Der Mann bewegte sich einem Schatten gleich durch die engen Gassen der Altstadt. Er verschwand hinter einer Ecke, trat durch eine versteckte Tür und huschte eine dunkle Treppe hoch. In jeder Stadt konnte man diskrete Zimmer in unscheinbaren Häusern mieten, man musste nur wissen, mit wem man zu sprechen und wie viel man für Diskretion zu bezahlen hatte.
Er hatte alles genau gehört und eine Idee gehabt. Nun galt es, aus der Idee einen Plan zu schmieden. Er war gut in solchen Dingen.
Mord war sein Geschäft.
Weil er sich darauf verstand.
*
Carolina blickte zur roten Sonne am fernen Horizont und sah über das offene Meer. Wie schön! Eine lebhafte Brise schlug ihr entgegen, Wolken zogen schnell vom Meer auf das Land zu, reflektierten das Licht der tief stehenden Sonne und tauchten den gesamten Golf von Triest in glühend rote Abendstimmung. Was für ein großartiges Naturschauspiel. Sie stand am Ende des Molo San Carlo und war fast versucht, die Arme von sich zu strecken, wie eine Möwe die Brise einzufangen und mit wenigen Flügelschlägen weit hinaus aufs offene Meer zu fliegen. Sie war in Euphorie. So schmeckte die Freiheit! Der köstlichste Geschmack der Welt.
Wo war Friedrich?
Carolina wandte sich um und suchte im Gewühl. Auf der rechten Seite des Molo lagen die kleinen Lokaldampfer für den nahen Küstenverkehr, auf der linken Seite die Dampfer des Österreichischen Lloyd, die den adriatischen Schiffsdienst bestritten. Die bedeutendste Schifffahrtsgesellschaft der österreichisch-ungarischen Monarchie bediente nicht nur die Linien in der Adria, sondern dominierte auch den Schiffsverkehr in das östliche Mittelmeer und zum Schwarzen Meer, darüber hinaus verkehrten Überseedampfer auf den Eillinien von Triest nach Indien, China und Japan.

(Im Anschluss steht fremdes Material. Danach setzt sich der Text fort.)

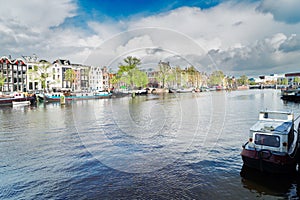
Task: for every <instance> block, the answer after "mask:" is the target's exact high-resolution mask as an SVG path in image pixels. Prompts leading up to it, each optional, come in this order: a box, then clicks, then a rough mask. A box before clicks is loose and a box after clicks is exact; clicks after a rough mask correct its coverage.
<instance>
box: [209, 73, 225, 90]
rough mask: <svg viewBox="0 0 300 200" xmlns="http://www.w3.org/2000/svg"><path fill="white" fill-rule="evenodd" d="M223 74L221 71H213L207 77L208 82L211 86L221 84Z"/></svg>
mask: <svg viewBox="0 0 300 200" xmlns="http://www.w3.org/2000/svg"><path fill="white" fill-rule="evenodd" d="M224 77H225V75H224V73H223V72H222V71H220V70H218V71H214V72H213V73H212V74H211V75H210V77H209V84H210V85H212V86H215V85H222V83H223V79H224Z"/></svg>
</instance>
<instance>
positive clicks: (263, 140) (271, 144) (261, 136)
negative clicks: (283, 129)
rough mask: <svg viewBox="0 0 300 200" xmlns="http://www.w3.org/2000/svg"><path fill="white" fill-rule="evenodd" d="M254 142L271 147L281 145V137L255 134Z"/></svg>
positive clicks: (255, 142)
mask: <svg viewBox="0 0 300 200" xmlns="http://www.w3.org/2000/svg"><path fill="white" fill-rule="evenodd" d="M254 143H255V144H257V145H265V146H270V147H279V146H280V137H279V136H277V135H266V134H258V133H257V134H255V140H254Z"/></svg>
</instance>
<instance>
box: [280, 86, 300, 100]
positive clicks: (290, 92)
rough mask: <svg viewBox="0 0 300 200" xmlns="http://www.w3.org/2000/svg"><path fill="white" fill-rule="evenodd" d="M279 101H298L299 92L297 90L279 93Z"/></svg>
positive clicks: (285, 91)
mask: <svg viewBox="0 0 300 200" xmlns="http://www.w3.org/2000/svg"><path fill="white" fill-rule="evenodd" d="M281 99H282V100H286V101H294V102H299V101H300V90H299V89H285V90H282V91H281Z"/></svg>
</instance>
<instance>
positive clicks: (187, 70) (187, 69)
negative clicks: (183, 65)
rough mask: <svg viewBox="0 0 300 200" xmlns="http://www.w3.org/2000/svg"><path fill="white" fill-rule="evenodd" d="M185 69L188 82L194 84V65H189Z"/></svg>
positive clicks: (194, 78) (193, 84)
mask: <svg viewBox="0 0 300 200" xmlns="http://www.w3.org/2000/svg"><path fill="white" fill-rule="evenodd" d="M186 71H187V75H188V83H190V84H191V85H192V86H195V85H196V81H197V70H196V69H195V67H194V66H190V67H188V68H187V70H186Z"/></svg>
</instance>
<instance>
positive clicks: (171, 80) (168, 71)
mask: <svg viewBox="0 0 300 200" xmlns="http://www.w3.org/2000/svg"><path fill="white" fill-rule="evenodd" d="M155 78H156V79H157V81H159V82H161V83H162V88H165V87H166V85H168V86H169V85H170V83H171V82H172V81H174V80H175V79H176V74H175V71H174V70H173V69H172V68H171V67H170V65H169V63H166V62H161V61H160V62H159V63H158V73H157V75H156V77H155Z"/></svg>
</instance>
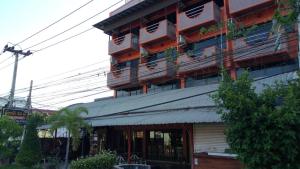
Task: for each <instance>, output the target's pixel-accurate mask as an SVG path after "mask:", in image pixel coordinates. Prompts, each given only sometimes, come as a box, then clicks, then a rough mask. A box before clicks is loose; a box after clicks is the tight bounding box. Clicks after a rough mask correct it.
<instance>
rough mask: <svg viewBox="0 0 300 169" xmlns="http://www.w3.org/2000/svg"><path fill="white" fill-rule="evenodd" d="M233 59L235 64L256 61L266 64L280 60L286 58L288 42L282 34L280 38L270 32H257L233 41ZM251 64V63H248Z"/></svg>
mask: <svg viewBox="0 0 300 169" xmlns="http://www.w3.org/2000/svg"><path fill="white" fill-rule="evenodd" d="M233 50H234V52H233V59H234V61H235V62H243V61H249V60H254V61H255V60H256V61H257V60H258V59H260V61H261V62H268V61H269V60H273V59H275V60H280V59H283V57H278V55H283V54H284V55H285V56H288V55H289V53H288V40H287V37H286V34H285V33H284V32H283V33H282V34H281V36H276V34H275V35H274V34H271V33H270V31H264V32H259V33H257V34H254V35H250V36H247V37H241V38H238V39H236V40H234V41H233ZM248 63H249V64H250V63H253V62H248Z"/></svg>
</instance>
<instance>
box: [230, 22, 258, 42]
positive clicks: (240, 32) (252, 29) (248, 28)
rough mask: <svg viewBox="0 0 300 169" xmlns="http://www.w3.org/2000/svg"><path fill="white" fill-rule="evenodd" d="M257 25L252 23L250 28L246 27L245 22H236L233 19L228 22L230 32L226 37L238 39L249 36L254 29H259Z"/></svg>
mask: <svg viewBox="0 0 300 169" xmlns="http://www.w3.org/2000/svg"><path fill="white" fill-rule="evenodd" d="M257 27H258V26H257V25H252V26H251V27H249V28H245V26H244V24H242V23H239V24H236V23H234V22H233V21H229V22H227V28H228V33H227V35H226V38H227V39H229V40H233V39H237V38H240V37H247V36H248V35H249V34H250V33H251V32H252V31H254V30H255V29H257Z"/></svg>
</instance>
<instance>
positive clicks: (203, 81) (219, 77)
mask: <svg viewBox="0 0 300 169" xmlns="http://www.w3.org/2000/svg"><path fill="white" fill-rule="evenodd" d="M220 80H221V77H220V76H217V75H212V76H209V77H203V76H193V77H189V78H187V80H186V87H194V86H204V85H209V84H217V83H219V82H220Z"/></svg>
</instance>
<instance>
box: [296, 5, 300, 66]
mask: <svg viewBox="0 0 300 169" xmlns="http://www.w3.org/2000/svg"><path fill="white" fill-rule="evenodd" d="M297 6H298V9H297V10H299V8H300V1H299V0H298V2H297ZM298 66H299V67H298V68H299V69H300V11H298Z"/></svg>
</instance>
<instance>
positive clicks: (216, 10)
mask: <svg viewBox="0 0 300 169" xmlns="http://www.w3.org/2000/svg"><path fill="white" fill-rule="evenodd" d="M219 20H220V8H219V7H218V6H217V5H216V4H215V3H214V1H211V2H208V3H206V4H204V5H201V6H197V7H195V8H192V9H189V10H187V11H185V12H181V13H180V14H179V22H178V30H179V31H180V32H181V31H185V30H188V29H192V28H196V27H199V26H202V25H205V24H209V23H217V22H218V21H219Z"/></svg>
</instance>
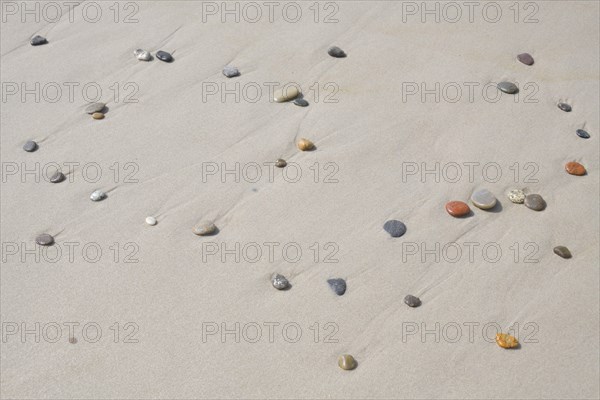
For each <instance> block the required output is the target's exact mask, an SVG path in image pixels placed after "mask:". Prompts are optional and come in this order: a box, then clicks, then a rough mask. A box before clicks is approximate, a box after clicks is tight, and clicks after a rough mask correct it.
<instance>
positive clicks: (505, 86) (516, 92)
mask: <svg viewBox="0 0 600 400" xmlns="http://www.w3.org/2000/svg"><path fill="white" fill-rule="evenodd" d="M498 89H499V90H500V91H502V92H504V93H508V94H515V93H517V92H518V91H519V88H518V87H517V85H515V84H514V83H512V82H500V83H499V84H498Z"/></svg>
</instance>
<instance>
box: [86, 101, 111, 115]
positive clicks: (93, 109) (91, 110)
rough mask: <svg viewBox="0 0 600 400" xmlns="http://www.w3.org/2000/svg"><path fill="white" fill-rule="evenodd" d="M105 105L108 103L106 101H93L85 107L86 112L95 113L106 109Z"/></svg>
mask: <svg viewBox="0 0 600 400" xmlns="http://www.w3.org/2000/svg"><path fill="white" fill-rule="evenodd" d="M104 107H106V104H104V103H92V104H90V105H89V106H87V107H86V108H85V112H86V113H88V114H94V113H97V112H100V111H102V110H104Z"/></svg>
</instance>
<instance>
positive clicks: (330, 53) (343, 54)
mask: <svg viewBox="0 0 600 400" xmlns="http://www.w3.org/2000/svg"><path fill="white" fill-rule="evenodd" d="M327 54H329V55H330V56H331V57H335V58H344V57H346V53H345V52H344V50H342V49H340V48H339V47H337V46H332V47H330V48H329V50H327Z"/></svg>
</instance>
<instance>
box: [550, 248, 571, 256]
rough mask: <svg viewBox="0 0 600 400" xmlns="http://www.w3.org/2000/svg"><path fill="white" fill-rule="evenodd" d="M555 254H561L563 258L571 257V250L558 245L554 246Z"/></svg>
mask: <svg viewBox="0 0 600 400" xmlns="http://www.w3.org/2000/svg"><path fill="white" fill-rule="evenodd" d="M554 254H556V255H558V256H561V257H562V258H571V257H573V256H572V255H571V252H570V251H569V249H567V248H566V247H565V246H556V247H555V248H554Z"/></svg>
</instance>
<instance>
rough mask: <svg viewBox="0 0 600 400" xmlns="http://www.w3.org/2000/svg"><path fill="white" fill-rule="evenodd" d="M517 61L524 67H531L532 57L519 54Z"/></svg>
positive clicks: (531, 63)
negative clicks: (528, 65) (519, 62)
mask: <svg viewBox="0 0 600 400" xmlns="http://www.w3.org/2000/svg"><path fill="white" fill-rule="evenodd" d="M517 60H519V61H521V62H522V63H523V64H525V65H533V57H531V54H529V53H521V54H519V55H518V56H517Z"/></svg>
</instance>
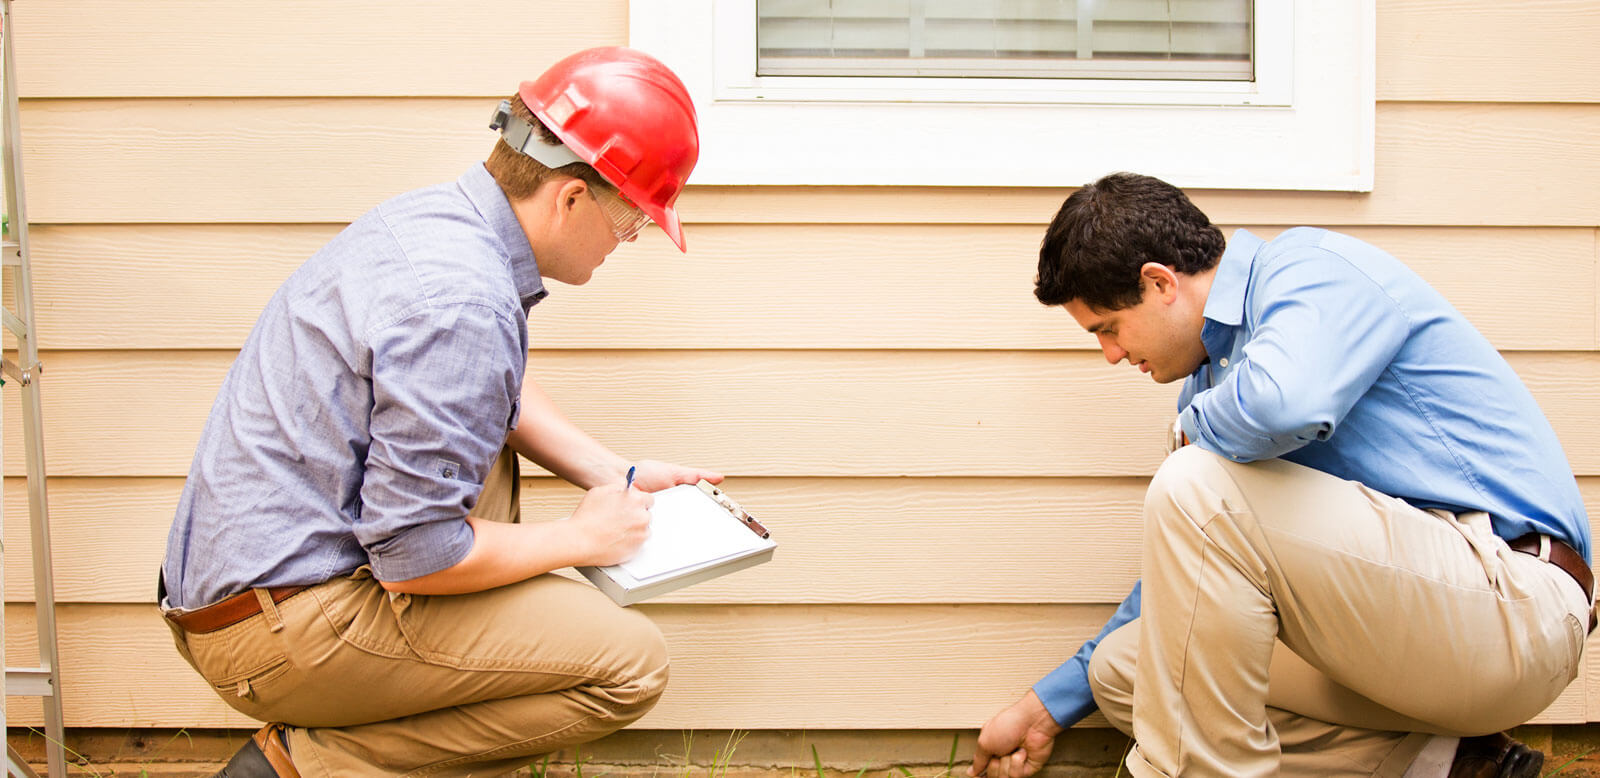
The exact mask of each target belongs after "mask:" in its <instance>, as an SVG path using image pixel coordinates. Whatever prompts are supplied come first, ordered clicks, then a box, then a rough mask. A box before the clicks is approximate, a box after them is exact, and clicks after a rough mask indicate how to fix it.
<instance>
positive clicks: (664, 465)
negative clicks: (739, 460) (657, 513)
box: [634, 459, 722, 491]
mask: <svg viewBox="0 0 1600 778" xmlns="http://www.w3.org/2000/svg"><path fill="white" fill-rule="evenodd" d="M701 479H704V480H709V482H712V483H722V474H720V472H717V471H707V469H702V467H685V466H682V464H670V463H661V461H656V459H643V461H640V463H638V466H637V469H635V474H634V488H637V490H642V491H661V490H664V488H670V487H677V485H680V483H699V482H701Z"/></svg>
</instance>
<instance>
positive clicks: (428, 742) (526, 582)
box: [173, 450, 667, 778]
mask: <svg viewBox="0 0 1600 778" xmlns="http://www.w3.org/2000/svg"><path fill="white" fill-rule="evenodd" d="M515 499H517V467H515V458H514V456H510V455H509V450H507V451H506V453H502V456H501V461H499V463H496V469H494V474H493V475H491V477H490V480H488V483H485V488H483V496H482V498H480V503H478V506H477V507H475V509H474V514H477V515H483V517H486V519H499V520H515V519H517V517H518V511H517V503H515ZM269 602H270V600H269ZM173 634H174V639H176V642H178V650H179V652H181V653H182V655H184V658H186V660H189V663H190V664H194V666H195V669H198V671H200V674H202V676H203V677H205V679H206V680H208V682H211V685H213V688H214V690H216V692H218V695H221V696H222V700H224V701H227V704H230V706H232V708H235V709H237V711H240V712H243V714H245V716H250V717H253V719H259V720H274V722H285V724H288V725H290V727H291V728H290V730H288V733H290V754H291V757H293V759H294V767H296V768H298V770H299V773H301V775H304V776H307V778H310V776H373V775H459V776H466V775H477V776H488V775H502V773H507V772H510V770H515V768H518V767H525V765H528V764H530V762H531V760H533V757H534V756H538V754H546V752H550V751H557V749H562V748H566V746H573V744H579V743H587V741H590V740H595V738H600V736H603V735H608V733H611V732H614V730H619V728H622V727H626V725H627V724H630V722H634V720H637V719H638V717H640V716H643V714H645V712H646V711H650V708H651V706H653V704H654V703H656V698H658V696H659V695H661V692H662V690H664V688H666V684H667V650H666V642H664V640H662V637H661V631H659V629H656V626H654V624H653V623H651V621H650V620H648V618H645V616H643V615H642V613H638V612H637V610H626V608H619V607H616V605H614V604H613V602H611V600H610V599H606V596H603V594H600V592H598V591H595V589H594V588H590V586H587V584H581V583H574V581H570V579H565V578H560V576H555V575H542V576H538V578H533V579H528V581H522V583H518V584H512V586H502V588H498V589H491V591H486V592H477V594H462V596H432V597H429V596H406V594H397V596H390V594H389V592H386V591H384V589H382V588H381V586H379V584H378V583H376V581H374V579H373V578H371V573H370V571H368V570H366V568H362V570H357V571H355V575H352V576H347V578H336V579H333V581H328V583H323V584H318V586H314V588H310V589H306V591H302V592H299V594H296V596H293V597H290V599H286V600H283V602H280V604H277V607H275V608H270V610H267V612H262V613H258V615H254V616H251V618H248V620H245V621H240V623H238V624H234V626H227V628H222V629H219V631H216V632H205V634H184V632H182V631H179V629H176V628H174V629H173Z"/></svg>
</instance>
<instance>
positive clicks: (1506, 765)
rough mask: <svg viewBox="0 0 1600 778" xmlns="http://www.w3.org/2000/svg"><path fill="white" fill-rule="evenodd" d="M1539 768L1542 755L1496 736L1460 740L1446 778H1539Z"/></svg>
mask: <svg viewBox="0 0 1600 778" xmlns="http://www.w3.org/2000/svg"><path fill="white" fill-rule="evenodd" d="M1542 767H1544V754H1542V752H1539V751H1534V749H1531V748H1528V746H1525V744H1522V743H1518V741H1515V740H1512V738H1510V736H1509V735H1506V733H1504V732H1498V733H1494V735H1482V736H1477V738H1461V743H1459V744H1456V759H1454V760H1451V764H1450V778H1539V768H1542Z"/></svg>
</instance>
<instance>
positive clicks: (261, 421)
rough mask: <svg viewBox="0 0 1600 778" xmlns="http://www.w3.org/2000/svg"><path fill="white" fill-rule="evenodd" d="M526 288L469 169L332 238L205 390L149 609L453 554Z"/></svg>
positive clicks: (509, 362)
mask: <svg viewBox="0 0 1600 778" xmlns="http://www.w3.org/2000/svg"><path fill="white" fill-rule="evenodd" d="M544 295H546V291H544V283H542V280H541V277H539V269H538V266H536V264H534V258H533V250H531V248H530V247H528V239H526V235H525V234H523V231H522V227H520V226H518V224H517V218H515V216H514V215H512V210H510V203H509V202H507V200H506V195H504V194H502V192H501V189H499V186H498V184H496V182H494V179H493V178H491V176H490V173H488V171H486V170H483V165H475V166H474V168H470V170H467V173H466V174H462V176H461V178H459V179H458V181H456V182H454V184H442V186H434V187H427V189H418V190H414V192H408V194H403V195H400V197H395V199H392V200H389V202H386V203H382V205H379V207H378V208H374V210H371V211H370V213H366V215H363V216H362V218H360V219H357V221H355V223H352V224H350V226H349V227H346V229H344V231H342V232H339V235H338V237H334V239H333V240H331V242H330V243H328V245H326V247H323V248H322V250H320V251H317V253H315V255H314V256H312V258H310V259H309V261H307V263H306V264H304V266H301V267H299V269H298V271H294V274H293V275H291V277H290V279H288V280H286V282H285V283H283V287H280V288H278V291H277V293H275V295H274V296H272V299H270V301H269V303H267V307H266V311H264V312H262V314H261V320H258V322H256V328H254V330H253V331H251V333H250V338H248V339H246V341H245V346H243V349H242V351H240V352H238V359H237V360H234V367H232V368H230V370H229V373H227V378H226V379H224V381H222V387H221V391H219V392H218V399H216V403H214V405H213V407H211V416H210V418H208V419H206V424H205V429H203V432H202V434H200V445H198V448H197V450H195V459H194V466H192V467H190V471H189V480H187V482H186V483H184V493H182V498H181V499H179V503H178V515H176V517H174V520H173V528H171V533H170V535H168V541H166V560H165V563H163V567H162V575H163V579H165V584H166V602H163V607H168V608H182V610H192V608H200V607H205V605H210V604H213V602H218V600H221V599H224V597H227V596H232V594H237V592H242V591H245V589H250V588H254V586H293V584H314V583H322V581H326V579H330V578H333V576H338V575H344V573H349V571H352V570H355V568H357V567H360V565H371V568H373V575H376V576H378V578H379V579H384V581H403V579H410V578H418V576H422V575H427V573H434V571H438V570H443V568H446V567H451V565H454V563H456V562H459V560H461V559H462V557H466V555H467V551H470V549H472V539H474V536H472V530H470V527H469V525H467V523H466V520H464V519H466V515H467V511H469V509H472V506H474V504H475V501H477V498H478V491H480V490H482V485H483V477H485V474H486V471H488V467H490V466H491V464H493V461H494V458H496V456H498V453H499V450H501V448H502V447H504V445H506V435H507V432H509V431H510V429H512V427H515V424H517V415H518V410H520V405H518V399H520V397H522V381H523V370H525V367H526V359H528V309H530V307H531V306H533V304H534V303H538V301H539V299H541V298H544Z"/></svg>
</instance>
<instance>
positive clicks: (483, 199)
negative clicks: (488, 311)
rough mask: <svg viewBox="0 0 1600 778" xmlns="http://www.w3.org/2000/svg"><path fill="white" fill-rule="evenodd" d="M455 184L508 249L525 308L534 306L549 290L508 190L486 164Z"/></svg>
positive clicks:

Eben stiegen die Fahrgäste des kleinen Dampfers Metcovich aus und füllten den Molo mit Leben. Wie Carolina sah, kehrte das Schiff von seiner Fahrt aus Venedig zurück. Dienstleute versuchten, das Gepäck der Reisenden zu ergattern, eine Gruppe von Hafenarbeitern machte sich bereit, die Fracht des Dampfers auf zwei bereitstehende Pferdefuhrwerke zu verladen. Die Matrosen an Bord brachten den Kran in Stellung, um die geladenen Holzkisten auf den Molo zu hieven. Rund drei Stunden dauerte die Überfahrt von Triest nach Venedig. Mehrere kleine Dampfer pendelten täglich zwischen den beiden großen Städten der oberen Adria und sorgten für rege wirtschaftliche und kulturelle Kontakte zwischen Österreich-Ungarn und Italien.
Carolina schob sich durch das Gedränge.
Sie schaute an der hohen Eisenwand des Dampfers Gisela empor, der morgen um acht Uhr in Richtung Cattaro ablegen und auf dem Hin- und Rückweg alle großen Hafenstädte der dalmatinischen Küste anlaufen würde. An Bord brannten viele Lichter, so manche Fahrgäste hatten sich schon eingeschifft und schauten von oben herab auf das lebhafte Treiben. Zwei Kinder winkten Carolina. Sie erwiderte den Gruß.
Sie wandte sich ab und suchte wieder nach Friedrich. Da! Zwei Augen blitzten aus der Menge hervor. Sie eilte los, Friedrich griff nach ihren Händen und zog Carolina an sich.